In early spring of this year, George and Maureen Burke, a couple in their 70s, agreed to sell their shoreline home in Nahant to Christopher Whitlock and Mary Flannery for $1.075. Soon afterwards, they had cold feet and their attorney sent Whitlock and Flannery’s attorney a letter declaring the sale agreement to be null and void because (a) the Burkes’ real estate agent had coerced them to sign, (b) Mrs. Burke “was on several medications at the time of signing, and (c) she didn’t ‘knowingly, voluntarily, or intelligently sign’ the Agreement.”
Whitlock and Flannery brought suit to enforce the agreement. In Whitlock and Flannery v. Burke and Burke (Essex Sup. Ct. Misc 18-000298, July 19, 2018) the Court finds that Mrs. Burke did understand the agreement and ordered that the Burkes carry out their obligations to complete the sale.
Mr. Burke wanted to sell their Nahant home and Mrs. Burke did not. Mr. Burke was getting tired of taking care of it and felt that its sale could solve some financial difficulties they were facing. Mrs. Burke was much more attached to the home that was built by her father and where she grew up. She also felt that the market supported a higher price that they were able to get.

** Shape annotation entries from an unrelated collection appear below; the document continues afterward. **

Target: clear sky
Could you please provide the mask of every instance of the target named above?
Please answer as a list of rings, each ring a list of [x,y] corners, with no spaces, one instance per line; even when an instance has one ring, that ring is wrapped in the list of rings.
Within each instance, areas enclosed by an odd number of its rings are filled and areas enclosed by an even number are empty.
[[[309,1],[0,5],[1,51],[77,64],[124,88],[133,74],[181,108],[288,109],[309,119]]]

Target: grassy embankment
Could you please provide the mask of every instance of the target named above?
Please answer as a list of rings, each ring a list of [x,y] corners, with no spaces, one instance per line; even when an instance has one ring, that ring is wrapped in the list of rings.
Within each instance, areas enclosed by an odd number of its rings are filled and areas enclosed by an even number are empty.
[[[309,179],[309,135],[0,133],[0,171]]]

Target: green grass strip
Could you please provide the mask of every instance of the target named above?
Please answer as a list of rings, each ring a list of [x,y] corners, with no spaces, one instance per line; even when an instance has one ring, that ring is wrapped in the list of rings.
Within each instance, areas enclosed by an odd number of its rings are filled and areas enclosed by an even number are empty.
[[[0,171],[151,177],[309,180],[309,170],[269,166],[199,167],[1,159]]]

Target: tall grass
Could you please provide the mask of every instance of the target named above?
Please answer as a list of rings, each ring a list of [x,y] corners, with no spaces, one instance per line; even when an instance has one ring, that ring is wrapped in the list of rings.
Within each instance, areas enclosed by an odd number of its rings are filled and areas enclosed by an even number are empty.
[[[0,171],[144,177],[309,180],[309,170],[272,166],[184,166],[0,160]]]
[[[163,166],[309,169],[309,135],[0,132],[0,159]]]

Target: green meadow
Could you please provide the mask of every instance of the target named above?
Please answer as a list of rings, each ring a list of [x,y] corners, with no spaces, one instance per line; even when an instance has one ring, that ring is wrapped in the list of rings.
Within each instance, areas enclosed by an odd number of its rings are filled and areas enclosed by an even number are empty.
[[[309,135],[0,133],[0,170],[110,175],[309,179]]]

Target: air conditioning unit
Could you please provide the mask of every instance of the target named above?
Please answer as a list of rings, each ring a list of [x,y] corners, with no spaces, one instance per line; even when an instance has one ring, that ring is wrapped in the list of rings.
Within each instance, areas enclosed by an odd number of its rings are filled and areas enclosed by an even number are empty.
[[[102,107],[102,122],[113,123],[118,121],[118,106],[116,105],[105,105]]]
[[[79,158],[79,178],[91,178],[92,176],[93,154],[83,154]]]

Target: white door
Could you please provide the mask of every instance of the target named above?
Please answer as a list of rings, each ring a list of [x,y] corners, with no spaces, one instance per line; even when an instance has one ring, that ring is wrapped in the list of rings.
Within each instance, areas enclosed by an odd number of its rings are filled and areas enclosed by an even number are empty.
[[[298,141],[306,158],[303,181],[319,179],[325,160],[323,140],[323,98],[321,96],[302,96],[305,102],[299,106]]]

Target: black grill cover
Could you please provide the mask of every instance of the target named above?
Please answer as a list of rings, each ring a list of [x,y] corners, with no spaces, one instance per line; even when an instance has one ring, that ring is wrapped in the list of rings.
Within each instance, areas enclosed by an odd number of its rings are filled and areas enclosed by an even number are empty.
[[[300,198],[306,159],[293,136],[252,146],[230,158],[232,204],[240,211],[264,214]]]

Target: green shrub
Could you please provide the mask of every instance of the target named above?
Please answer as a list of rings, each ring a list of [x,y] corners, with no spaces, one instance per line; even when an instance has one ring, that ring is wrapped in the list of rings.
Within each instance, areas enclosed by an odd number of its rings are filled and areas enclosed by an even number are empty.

Ultimately, Mrs. Burke agreed to list the home. After not getting an offer in the price range they were seeking, they switched realtors. With the new realtor and after some negotiation, the Burkes and Whitlock and Flannery agreed on the price of $1.075 million.
At trial, Mrs. Burke was reported as being an active participant in all meetings and communications involving the listing and the negotiation of both the sales price and the sales agreement.
The Standard for Competency
A higher level of competency has always been required for signing a contract, such as an agreement to buy or sale a home, then for a durable power of attorney or will. The Court refers to the case of Sparrow v. Demonico, 461 Mass. 322 (2012), as setting the standard. First, it puts the burden of proving incapacity on the party seeking to invalidate the contract, the Burkes in this case. Second, the person does not have to prove general or permanent incapacity, but only her capacity “at the time of the disputed transaction.”
Sparrow sets out two tests for mental incapacity:
The individual lacks the ability to “understand the nature and quality of the transaction or grasp its significance.”
“Where a person has some understanding of a particular transaction which is affected by mental illness or defect, the controlling consideration is whether the transaction in its result is one which a reasonably competent person might have made.”
Whitlock and Flannery argued at trial that incapacity can only be established by the testimony of a physician. After seeking to rescind the agreement, Maureen had met with a psychologist who testified at trial. The Court finds that it doesn’t have to make a decision about whether it needs to hear from a medical doctor since the evidence presented by the psychologist at trial did not establish Mrs. Burke’s incapacity:
It wasn’t clear at trial whether Dr. Kriegman [the psychologist] had any diagnosis for any of Maureen’s conditions, medical or otherwise: he had spent too little time with her, had reviewed none of her records, and had performed no tests whatsoever on her. And having reviewed no records from medical or mental-health professionals, Dr. Kriegman couldn’t even relay (as experts sometimes are allowed to do) the medical diagnoses of others.
Moreover, Dr. Kriegman testified that if someone told Maureen that the Agreement was binding, she would have understood that fact.
With little to no evidence of incapacity or coercion, just clear evidence that Mrs. Burke was quite reluctant to sell her family home, the Court compels the Burkes to proceed with the sale.
Lessons of this case? First, a contract is a contract and anyone seeking to reverse it on grounds of incapacity must have strong evidence. Second, things can get ugly and expensive when family business involves people outside the family.
It seems clear that Mr. Burke’s “rational” need to be relieved of the physical burden of caring for the property and various financial burdens ran up against Mrs. Burke’s emotional ties to the property. In my practice, I’ve run into a number of situations where families do not have the financial resources to meet all of their goals, whether those be to preserve a family vacation home, care for a family member at home, or help grandchildren get a solid start in life. There’s never an easy solution and disagreement is not unusual.